Il politico non ha solo il compito di non guastare quel che la vita sociale, nel suo evolvere positivo, va di per sé costruendo. Tra la disponibilità e la realtà, tra la ricchezza di base e la composizione armonica nel contesto sociale vi è uno spazio molto vasto (e ricco di problemi di ogni genere), il quale ha da essere occupato da una indispensabile e lungimirante iniziativa politica. Ad essa spetta fare una sintesi appropriata ed organizzare il consenso non intorno a dati particolari, benché importanti, ma intorno ad un disegno complessivo e, nella sua complessità, compiuto e stabile

Sottosegretario agli Affari esteri nel quinto governo De Gasperi (maggio 1948 - gennaio 1950), nella seconda legislatura Moro fu dal 1953 al luglio 1955 presidente del gruppo democristiano alla Camera e membro di diritto del consiglio nazionale del partito.

Moro in quegli anni individuò lo spazio politico entro il quale era possibile il governo e lo sviluppo della democrazia.
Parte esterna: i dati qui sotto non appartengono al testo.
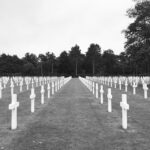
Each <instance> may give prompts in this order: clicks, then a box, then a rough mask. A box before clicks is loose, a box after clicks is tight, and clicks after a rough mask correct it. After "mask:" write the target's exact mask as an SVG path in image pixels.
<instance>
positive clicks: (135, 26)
mask: <svg viewBox="0 0 150 150" xmlns="http://www.w3.org/2000/svg"><path fill="white" fill-rule="evenodd" d="M134 1H135V2H136V4H135V7H134V8H132V9H129V10H128V11H127V15H128V16H129V17H130V18H133V19H134V22H133V23H131V24H130V25H129V26H128V28H127V29H126V30H125V31H124V33H125V37H126V38H127V42H126V43H125V49H126V53H127V55H128V56H129V59H130V62H131V63H130V64H131V66H132V68H133V69H132V70H133V71H134V72H135V73H136V74H137V73H140V72H145V73H146V72H147V73H150V72H149V70H150V68H149V67H150V65H149V64H150V1H149V0H144V1H141V0H134ZM145 66H147V68H146V69H145ZM143 69H144V70H143Z"/></svg>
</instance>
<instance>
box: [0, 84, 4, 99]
mask: <svg viewBox="0 0 150 150" xmlns="http://www.w3.org/2000/svg"><path fill="white" fill-rule="evenodd" d="M2 89H3V87H2V82H0V99H1V98H2Z"/></svg>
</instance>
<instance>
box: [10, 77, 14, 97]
mask: <svg viewBox="0 0 150 150" xmlns="http://www.w3.org/2000/svg"><path fill="white" fill-rule="evenodd" d="M10 87H11V95H13V94H14V82H13V80H12V78H11V82H10Z"/></svg>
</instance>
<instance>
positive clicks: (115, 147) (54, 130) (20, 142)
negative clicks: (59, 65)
mask: <svg viewBox="0 0 150 150" xmlns="http://www.w3.org/2000/svg"><path fill="white" fill-rule="evenodd" d="M105 99H106V97H105ZM118 101H119V100H118ZM118 101H117V100H116V101H114V103H113V105H115V103H117V105H118ZM106 102H107V101H106V100H105V103H104V104H103V105H100V104H98V100H96V99H95V98H94V97H93V95H92V94H91V93H90V92H89V90H88V89H87V88H86V87H85V86H84V85H83V84H82V83H81V82H80V81H79V79H72V80H71V81H70V82H69V83H67V85H65V86H64V87H63V88H62V89H61V90H60V91H59V92H58V93H57V94H56V95H55V96H54V97H53V98H52V99H51V100H50V101H49V102H48V103H47V105H45V107H43V109H42V110H41V111H40V112H39V113H38V114H36V116H35V117H34V119H33V120H32V121H31V122H30V123H29V124H28V125H27V127H26V129H24V130H23V131H21V132H19V133H18V134H17V136H15V138H14V139H13V140H12V142H11V144H10V145H9V146H8V147H7V148H6V149H7V150H134V149H135V150H137V149H138V150H141V149H142V150H144V149H145V150H146V149H149V143H150V142H149V139H146V138H145V137H146V136H145V133H144V134H143V132H142V131H143V130H142V129H141V127H139V129H140V131H141V132H142V133H141V132H140V131H138V126H136V125H135V126H134V124H133V125H132V124H131V125H130V126H129V129H128V130H127V131H125V130H123V129H122V128H121V109H120V108H119V107H116V108H115V107H114V110H113V112H112V113H108V112H107V103H106ZM131 121H132V120H131ZM147 138H149V136H148V137H147Z"/></svg>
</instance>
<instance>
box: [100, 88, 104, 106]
mask: <svg viewBox="0 0 150 150" xmlns="http://www.w3.org/2000/svg"><path fill="white" fill-rule="evenodd" d="M103 94H104V90H103V85H101V89H100V95H101V97H100V98H101V104H103Z"/></svg>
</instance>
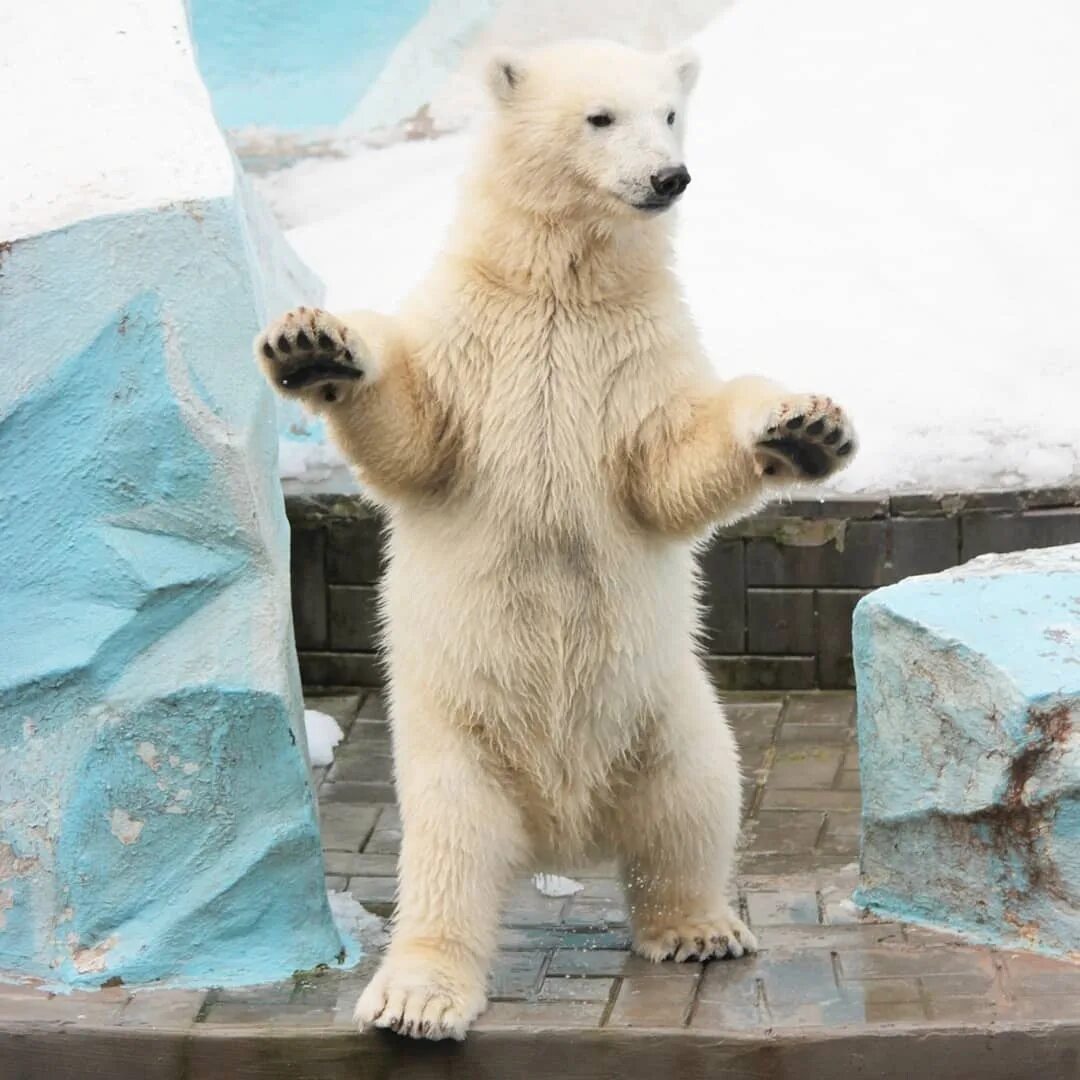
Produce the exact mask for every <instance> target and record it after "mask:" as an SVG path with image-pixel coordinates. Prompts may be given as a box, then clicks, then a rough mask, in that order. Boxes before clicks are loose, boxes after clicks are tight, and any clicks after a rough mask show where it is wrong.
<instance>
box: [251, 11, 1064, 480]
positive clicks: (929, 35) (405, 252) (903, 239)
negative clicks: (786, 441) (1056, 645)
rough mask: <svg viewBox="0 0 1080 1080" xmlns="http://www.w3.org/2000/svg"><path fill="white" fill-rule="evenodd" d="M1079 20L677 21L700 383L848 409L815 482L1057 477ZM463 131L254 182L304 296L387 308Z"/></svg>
mask: <svg viewBox="0 0 1080 1080" xmlns="http://www.w3.org/2000/svg"><path fill="white" fill-rule="evenodd" d="M1078 35H1080V6H1077V5H1075V4H1071V3H1070V2H1068V0H1048V2H1047V3H1044V4H1042V5H1040V8H1039V11H1038V15H1036V14H1035V13H1032V12H1025V11H1024V10H1023V9H1020V8H1016V5H1014V4H1009V3H1005V2H1004V0H990V2H986V0H941V2H940V3H936V4H933V5H924V4H923V5H919V4H907V5H903V4H901V5H896V4H890V3H886V2H885V0H822V2H821V3H818V4H796V3H792V2H789V0H754V2H753V3H748V2H744V3H737V4H735V5H734V8H733V9H731V11H730V12H728V13H726V14H724V15H721V16H720V17H719V18H718V19H716V21H715V22H714V23H713V24H712V25H711V26H710V27H708V28H707V29H706V30H705V32H704V33H702V35H701V36H700V37H699V38H698V39H697V42H696V44H697V48H698V50H699V52H700V53H701V55H702V59H703V72H702V78H701V83H700V85H699V87H698V90H697V92H696V94H694V97H693V100H692V102H691V106H690V108H691V116H690V120H689V143H688V149H687V161H688V164H689V167H690V171H691V173H692V174H693V186H692V187H691V188H690V190H689V192H688V194H687V198H686V200H685V203H684V205H683V206H681V207H680V210H679V216H680V220H679V229H678V247H677V256H678V269H679V272H680V275H681V279H683V281H684V283H685V287H686V292H687V296H688V298H689V301H690V305H691V308H692V311H693V314H694V316H696V319H697V322H698V324H699V327H700V329H701V333H702V337H703V340H704V343H705V348H706V350H707V351H708V353H710V355H711V356H712V357H713V360H714V363H715V365H716V368H717V370H718V372H719V373H720V374H721V375H723V376H725V377H728V376H734V375H739V374H742V373H745V372H758V373H761V374H766V375H770V376H772V377H773V378H777V379H778V380H780V381H782V382H784V383H787V384H789V386H792V387H793V388H794V389H802V390H823V391H825V392H827V393H831V394H833V395H834V396H836V397H837V399H838V400H840V401H841V402H842V403H843V404H845V405H846V407H847V408H848V409H849V410H850V413H851V414H852V416H853V417H854V420H855V424H856V427H858V429H859V432H860V437H861V443H862V451H861V455H860V458H859V459H858V460H856V461H855V462H854V463H853V464H852V467H851V468H850V469H849V470H848V471H846V472H845V473H842V474H841V475H840V476H839V477H838V478H837V481H836V482H835V484H834V489H835V490H840V491H849V492H858V491H894V492H900V491H912V490H922V491H942V490H956V489H971V488H986V489H990V488H1011V487H1018V486H1039V485H1058V484H1067V483H1080V411H1078V410H1077V408H1076V402H1077V401H1078V400H1080V363H1078V361H1080V194H1078V192H1080V112H1078V111H1077V110H1076V109H1075V108H1074V102H1075V97H1076V94H1075V90H1076V63H1075V50H1074V48H1072V44H1071V43H1072V42H1075V41H1076V40H1077V37H1078ZM470 147H471V141H470V138H469V137H468V135H454V136H447V137H445V138H441V139H437V140H434V141H414V143H404V144H400V145H396V146H393V147H390V148H384V149H372V148H361V149H359V150H355V151H354V152H351V153H350V156H349V157H347V158H343V159H340V160H326V159H323V160H309V161H305V162H302V163H300V164H298V165H296V166H295V167H293V168H289V170H287V171H284V172H281V173H278V174H275V175H273V176H271V177H268V178H265V179H264V180H262V181H261V184H260V187H261V189H262V191H264V194H266V195H267V197H268V198H269V200H270V201H271V203H272V204H273V206H274V208H275V211H276V212H278V213H279V215H280V216H281V218H282V219H283V221H284V222H285V224H286V225H287V226H288V227H289V228H291V231H289V233H288V235H289V239H291V240H292V241H293V242H294V244H295V245H296V247H297V248H298V251H299V253H300V255H301V256H302V257H303V258H305V259H306V260H307V261H308V262H309V264H310V265H311V267H312V268H313V269H315V270H316V271H318V272H319V273H320V274H321V275H322V276H323V279H324V280H325V281H326V284H327V291H328V295H327V306H328V307H330V308H332V309H335V310H349V309H350V308H366V307H370V308H376V309H381V310H388V311H393V310H394V309H395V308H396V306H397V305H399V303H400V301H401V300H402V299H403V297H404V296H405V295H406V293H407V292H408V291H409V289H410V288H411V287H413V286H414V285H415V284H416V283H417V282H418V281H419V279H420V278H421V275H422V274H423V272H424V271H426V270H427V268H428V267H429V265H430V264H431V261H432V259H433V258H434V257H435V255H436V254H437V252H438V251H440V248H441V246H442V244H443V237H444V233H445V230H446V227H447V224H448V221H449V219H450V217H451V215H453V212H454V206H455V203H456V197H457V187H458V181H459V178H460V177H461V175H462V173H463V172H464V171H465V168H467V167H468V165H469V161H470Z"/></svg>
Si trattava da un lato di accogliere il disegno degasperiano che aveva fatto della Dc il maggiore partito e il perno dello sviluppo politico del paese, e dunque preservare l’unità del partito, la cui eventuale rottura avrebbe potuto mettere in discussione lo stesso progetto democratico; da un altro, far sì che quello stesso partito – di varia composizione sociale, politica e culturale – valorizzasse quell’orientamento popolare, quel «guardare a sinistra» che era una delle sue vocazioni.

Ferma e convinta l’adesione ai valori del campo occidentale, la posizione di Moro si rafforzò gradualmente con la crisi del centrismo, cioè con la difficoltà progressivamente crescente della Dc a costituire maggioranze parlamentari stabili con i partiti di centro.